Age, Biography and Wiki
Who is it? | Businessman |
Birth Day | December 15, 1892 |
Birth Place | Minneapolis, Minnesota, U.S, American |
Age | 127 YEARS OLD |
Died On | June 6, 1976(1976-06-06) (aged 83)\nSutton Place near Guildford, Surrey, England |
Birth Sign | Capricorn |
Occupation | Businessman |
Spouse(s) | Jeanette Demont (m. 1923; div. 1926) Allene Ashby (m. 1927; div. 1928) Adolphine Helmle (m. 1928; div. 1932) Ann Rork (m. 1932; div. 1936) Louise Dudley Lynch (m. 1939; div. 1958) |
Children | 5, including: Eugene Paul Getty, later John Paul Getty Jr. Gordon Peter Getty |
Parent(s) | George Franklin Getty Sarah Catherine McPherson Risher |
Net worth: $8.3 Billion (2024)
J. Paul Getty, a renowned American businessman, is projected to amass a staggering net worth of $8.3 billion by the year 2024. His success and undeniable influence in the business sphere have cemented his status as one of the leading figures in American entrepreneurship. Throughout his career, Getty's strategic acumen and shrewd investments have played a pivotal role in accumulating his vast wealth. With an indisputable knack for spotting lucrative opportunities, his ventures have propelled his net worth to unprecedented heights. As an icon of success, J. Paul Getty's significant contributions to the business world continue to inspire aspiring entrepreneurs globally.
Famous Quotes:
The second reason for my refusal was much broader-based. I contend that acceding to the demands of criminals and terrorists merely guarantees the continuing increase and spread of lawlessness, violence and such outrages as terror-bombings, "skyjackings" and the slaughter of hostages that plague our present-day world. (Getty, 1976, p. 139).
Biography/Timeline
Getty was born in Minneapolis, Minnesota, to Sarah Catherine McPherson (Risher) and George Getty, who was an attorney in the insurance industry. Paul was raised to be a Methodist by his parents, his Father was a devout Christian Scientist and both were strict teetotalers. In 1903, when Paul was 10 years old, George Getty travelled to Bartlesville, Oklahoma and bought the mineral rights for 1,100 acres of land. Within a few years Getty had established wells on the land which were producing 100,000 barrels of crude oil a month.
As newly-minted millionaires, the family moved to Los Angeles to escape the harsh Minnesota winters. At age 14 Paul attended Harvard Military School for a year, followed by Polytechnic High School, where he was given the nickname "Dictionary Getty" because of his love of reading. He became fluent in French, German and Italian - over the course of his Business life he would also become conversational in Spanish, Greek, Arabic and Russian. A love of the Classics also led him to acquire reading proficiency in Ancient Greek and Latin. He enrolled at the University of Southern California, then at the University of California, Berkeley, but left both before obtaining a degree. Enamored with Europe after travelling abroad with his parents in 1910, on November 28, 1912, Paul enrolled at the University of Oxford. A letter of introduction by then-President of the United States william Howard Taft enabled him to gain independent instruction from tutors at Magdalen College. Although he did not belong to Magdalen, he claimed that the aristocratic students "accepted me as one of their own," and he would fondly boast of the friends he made, including Edward VIII, the Future King of the United Kingdom. He obtained his degree in Economics and Political Science in 1914, then spent months travelling throughout Europe and Egypt, before meeting his parents in Paris and returning with them to America in June 1914.
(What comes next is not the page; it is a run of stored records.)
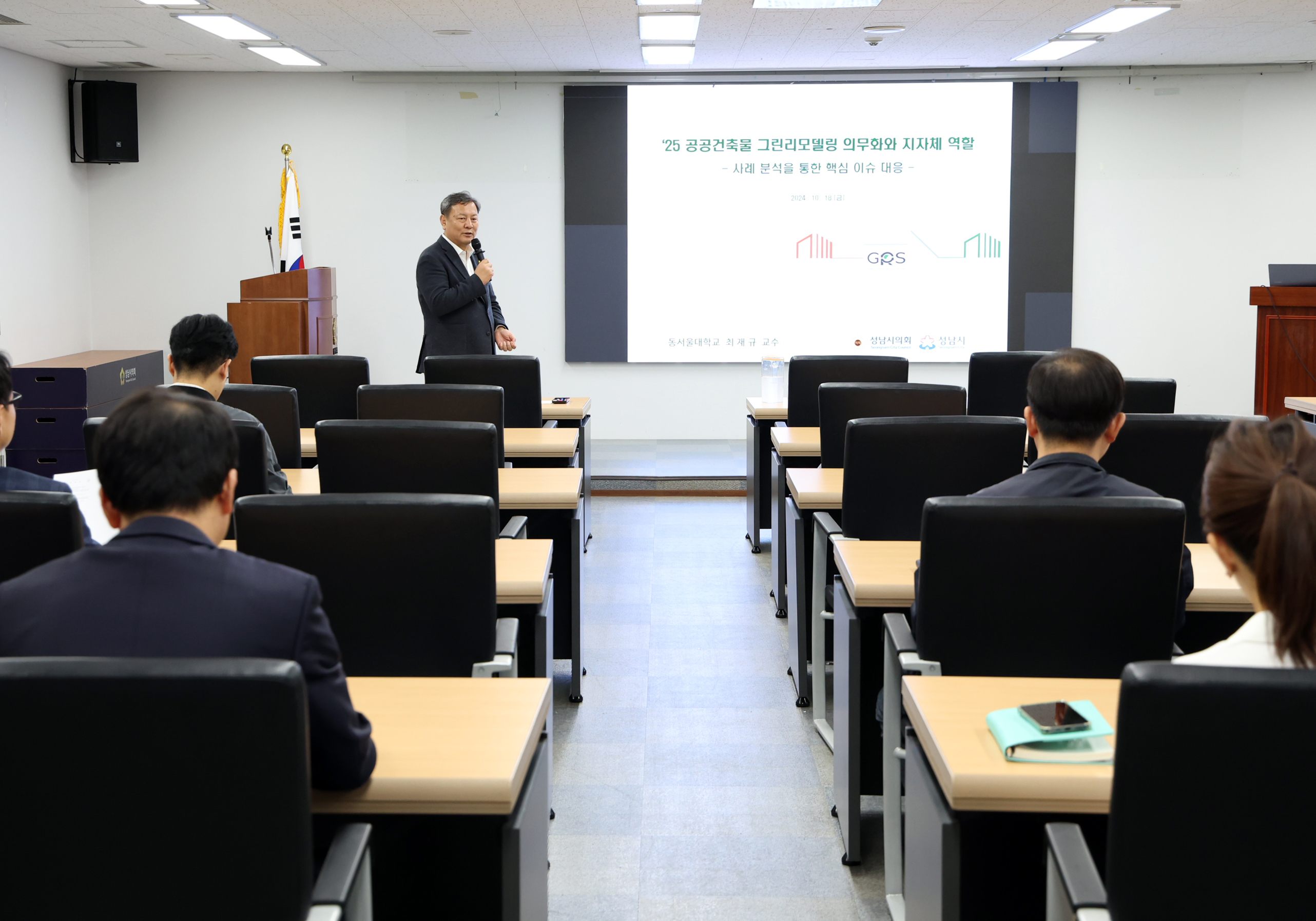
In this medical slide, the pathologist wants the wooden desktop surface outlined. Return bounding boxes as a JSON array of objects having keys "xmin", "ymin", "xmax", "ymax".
[
  {"xmin": 771, "ymin": 425, "xmax": 823, "ymax": 458},
  {"xmin": 301, "ymin": 429, "xmax": 580, "ymax": 458},
  {"xmin": 833, "ymin": 541, "xmax": 1251, "ymax": 612},
  {"xmin": 539, "ymin": 396, "xmax": 593, "ymax": 418},
  {"xmin": 312, "ymin": 678, "xmax": 551, "ymax": 816},
  {"xmin": 786, "ymin": 467, "xmax": 845, "ymax": 512},
  {"xmin": 220, "ymin": 539, "xmax": 553, "ymax": 604},
  {"xmin": 283, "ymin": 467, "xmax": 582, "ymax": 511},
  {"xmin": 745, "ymin": 396, "xmax": 786, "ymax": 422},
  {"xmin": 901, "ymin": 675, "xmax": 1120, "ymax": 813}
]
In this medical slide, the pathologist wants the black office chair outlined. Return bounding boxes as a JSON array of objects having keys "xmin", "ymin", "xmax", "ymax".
[
  {"xmin": 220, "ymin": 384, "xmax": 301, "ymax": 469},
  {"xmin": 786, "ymin": 355, "xmax": 909, "ymax": 427},
  {"xmin": 0, "ymin": 492, "xmax": 83, "ymax": 581},
  {"xmin": 969, "ymin": 351, "xmax": 1050, "ymax": 418},
  {"xmin": 316, "ymin": 420, "xmax": 499, "ymax": 503},
  {"xmin": 817, "ymin": 383, "xmax": 969, "ymax": 468},
  {"xmin": 0, "ymin": 658, "xmax": 370, "ymax": 921},
  {"xmin": 357, "ymin": 384, "xmax": 502, "ymax": 463},
  {"xmin": 237, "ymin": 494, "xmax": 517, "ymax": 678},
  {"xmin": 251, "ymin": 355, "xmax": 370, "ymax": 429},
  {"xmin": 425, "ymin": 355, "xmax": 551, "ymax": 429},
  {"xmin": 1101, "ymin": 415, "xmax": 1261, "ymax": 543},
  {"xmin": 1124, "ymin": 378, "xmax": 1178, "ymax": 413},
  {"xmin": 1038, "ymin": 662, "xmax": 1316, "ymax": 921}
]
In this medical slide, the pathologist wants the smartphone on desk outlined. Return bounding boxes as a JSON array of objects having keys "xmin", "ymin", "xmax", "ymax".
[{"xmin": 1019, "ymin": 700, "xmax": 1092, "ymax": 735}]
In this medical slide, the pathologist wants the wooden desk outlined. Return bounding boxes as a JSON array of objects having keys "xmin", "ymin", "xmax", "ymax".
[
  {"xmin": 312, "ymin": 678, "xmax": 553, "ymax": 918},
  {"xmin": 301, "ymin": 429, "xmax": 580, "ymax": 459},
  {"xmin": 831, "ymin": 539, "xmax": 1251, "ymax": 612},
  {"xmin": 786, "ymin": 467, "xmax": 845, "ymax": 512},
  {"xmin": 901, "ymin": 675, "xmax": 1120, "ymax": 813},
  {"xmin": 283, "ymin": 467, "xmax": 583, "ymax": 512},
  {"xmin": 772, "ymin": 425, "xmax": 823, "ymax": 458}
]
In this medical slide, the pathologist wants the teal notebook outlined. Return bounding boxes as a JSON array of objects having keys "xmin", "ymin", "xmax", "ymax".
[{"xmin": 987, "ymin": 700, "xmax": 1115, "ymax": 765}]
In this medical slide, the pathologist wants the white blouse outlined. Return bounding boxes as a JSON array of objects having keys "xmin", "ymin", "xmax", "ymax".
[{"xmin": 1174, "ymin": 611, "xmax": 1295, "ymax": 669}]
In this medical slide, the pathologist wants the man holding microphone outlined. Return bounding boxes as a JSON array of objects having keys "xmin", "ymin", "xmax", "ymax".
[{"xmin": 416, "ymin": 192, "xmax": 516, "ymax": 374}]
In the autumn of 1914, George Getty gave his son $10,000 to invest in expanding the family's oil field holdings in Oklahoma. The first lot he bought, the Nancy Taylor No. 1 Oil Well Site near Haskell, Oklahoma, was crucial to his early financial success. It struck oil in August 1915 and by the next summer the 40% commission he accrued from it had made him a millionaire.
In 1917, when he was 25, a paternity suit was filed against Getty in Los Angeles by Elsie Eckstrom, who claimed he was the Father of her newborn daughter Paula. Eckstrom claimed that Getty had taken her virginity and fathered the child, while his legal team tried to undermine her credibility by claiming that she had a history of promiscuity. In late 1917 he agreed to a settlement of $10,000, upon which she left town with the baby and was never heard of again.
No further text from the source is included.